The History of the Peloponnesian War
Page: 238"Camarinaeans, we did not come on this embassy because we were afraid of your being frightened by the actual forces of the Athenians, but rather of your being gained by what they would say to you before you heard anything from us. They are come to Sicily with the pretext that you know, and the intention which we all suspect, in my opinion less to restore the Leontines to their homes than to oust us from ours; as it is out of all reason that they should restore in Sicily the cities that they lay waste in Hellas, or should cherish the Leontine Chalcidians because of their Ionian blood and keep in servitude the Euboean Chalcidians, of whom the Leontines are a colony. No; but the same policy which has proved so successful in Hellas is now being tried in Sicily. After being chosen as the leaders of the Ionians and of the other allies of Athenian origin, to punish the Mede, the Athenians accused some of failure in military service, some of fighting against each other, and others, as the case might be, upon any colourable pretext that could be found, until they thus subdued them all. In fine, in the struggle against the Medes, the Athenians did not fight for the liberty of the Hellenes, or the Hellenes for their own liberty, but the former to make their countrymen serve them instead of him, the latter to change one master for another, wiser indeed than the first, but wiser for evil.
"But we are not now come to declare to an audience familiar with them the misdeeds of a state so open to accusation as is the Athenian, but much rather to blame ourselves, who, with the warnings we possess in the Hellenes in those parts that have been enslaved through not supporting each other, and seeing the same sophisms being now tried upon ourselves—such as restorations of Leontine kinsfolk and support of Egestaean allies—do not stand together and resolutely show them that here are no Ionians, or Hellespontines, or islanders, who change continually, but always serve a master, sometimes the Mede and sometimes some other, but free Dorians from independent Peloponnese, dwelling in Sicily. Or, are we waiting until we be taken in detail, one city after another; knowing as we do that in no other way can we be conquered, and seeing that they turn to this plan, so as to divide some of us by words, to draw some by the bait of an alliance into open war with each other, and to ruin others by such flattery as different circumstances may render acceptable? And do we fancy when destruction first overtakes a distant fellow countryman that the danger will not come to each of us also, or that he who suffers before us will suffer in himself alone?

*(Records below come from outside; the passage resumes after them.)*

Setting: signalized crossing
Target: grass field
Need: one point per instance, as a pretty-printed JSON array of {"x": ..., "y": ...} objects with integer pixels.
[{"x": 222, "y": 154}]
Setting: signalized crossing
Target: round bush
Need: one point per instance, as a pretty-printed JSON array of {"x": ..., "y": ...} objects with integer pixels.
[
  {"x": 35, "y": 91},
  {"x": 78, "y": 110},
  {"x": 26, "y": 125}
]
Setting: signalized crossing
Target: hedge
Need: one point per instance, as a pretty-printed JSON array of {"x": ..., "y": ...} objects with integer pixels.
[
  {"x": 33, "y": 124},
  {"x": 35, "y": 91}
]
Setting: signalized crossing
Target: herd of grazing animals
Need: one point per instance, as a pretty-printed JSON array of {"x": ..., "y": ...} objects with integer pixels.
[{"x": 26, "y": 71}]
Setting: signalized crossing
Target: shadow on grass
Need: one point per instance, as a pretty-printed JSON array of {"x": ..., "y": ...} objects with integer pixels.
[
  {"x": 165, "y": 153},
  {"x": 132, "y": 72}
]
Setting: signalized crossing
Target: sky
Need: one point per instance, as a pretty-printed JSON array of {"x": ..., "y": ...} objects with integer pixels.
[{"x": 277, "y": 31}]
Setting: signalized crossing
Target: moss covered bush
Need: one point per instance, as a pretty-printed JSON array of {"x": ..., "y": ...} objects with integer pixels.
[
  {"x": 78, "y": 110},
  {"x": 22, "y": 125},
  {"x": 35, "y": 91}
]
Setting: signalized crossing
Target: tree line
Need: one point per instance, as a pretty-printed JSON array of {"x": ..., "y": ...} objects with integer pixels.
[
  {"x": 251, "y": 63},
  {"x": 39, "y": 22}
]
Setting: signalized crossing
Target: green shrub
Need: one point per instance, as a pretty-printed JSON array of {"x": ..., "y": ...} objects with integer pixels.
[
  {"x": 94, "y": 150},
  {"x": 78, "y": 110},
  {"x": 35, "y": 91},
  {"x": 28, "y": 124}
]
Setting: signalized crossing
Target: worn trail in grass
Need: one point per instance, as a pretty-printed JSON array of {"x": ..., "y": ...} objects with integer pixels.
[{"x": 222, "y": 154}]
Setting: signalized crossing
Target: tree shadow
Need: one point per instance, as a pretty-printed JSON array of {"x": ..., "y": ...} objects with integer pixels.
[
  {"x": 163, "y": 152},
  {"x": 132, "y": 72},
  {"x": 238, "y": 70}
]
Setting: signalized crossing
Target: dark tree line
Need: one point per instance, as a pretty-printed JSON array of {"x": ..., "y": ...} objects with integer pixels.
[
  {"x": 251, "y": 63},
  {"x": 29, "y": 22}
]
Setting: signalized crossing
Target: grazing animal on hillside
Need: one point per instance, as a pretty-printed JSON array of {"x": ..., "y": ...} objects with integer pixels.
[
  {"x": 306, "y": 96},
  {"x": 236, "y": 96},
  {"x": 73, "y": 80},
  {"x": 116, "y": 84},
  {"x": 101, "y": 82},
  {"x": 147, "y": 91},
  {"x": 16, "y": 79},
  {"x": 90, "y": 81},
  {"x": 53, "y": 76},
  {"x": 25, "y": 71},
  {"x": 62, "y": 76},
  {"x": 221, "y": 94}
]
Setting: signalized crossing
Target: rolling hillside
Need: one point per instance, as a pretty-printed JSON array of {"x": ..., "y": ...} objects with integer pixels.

"As for the Camarinaean who says that it is the Syracusan, not he, that is the enemy of the Athenian, and who thinks it hard to have to encounter risk in behalf of my country, I would have him bear in mind that he will fight in my country, not more for mine than for his own, and by so much the more safely in that he will enter on the struggle not alone, after the way has been cleared by my ruin, but with me as his ally, and that the object of the Athenian is not so much to punish the enmity of the Syracusan as to use me as a blind to secure the friendship of the Camarinaean. As for him who envies or even fears us (and envied and feared great powers must always be), and who on this account wishes Syracuse to be humbled to teach us a lesson, but would still have her survive, in the interest of his own security the wish that he indulges is not humanly possible. A man can control his own desires, but he cannot likewise control circumstances; and in the event of his calculations proving mistaken, he may live to bewail his own misfortune, and wish to be again envying my prosperity. An idle wish, if he now sacrifice us and refuse to take his share of perils which are the same, in reality though not in name, for him as for us; what is nominally the preservation of our power being really his own salvation. It was to be expected that you, of all people in the world, Camarinaeans, being our immediate neighbours and the next in danger, would have foreseen this, and instead of supporting us in the lukewarm way that you are now doing, would rather come to us of your own accord, and be now offering at Syracuse the aid which you would have asked for at Camarina, if to Camarina the Athenians had first come, to encourage us to resist the invader. Neither you, however, nor the rest have as yet bestirred yourselves in this direction.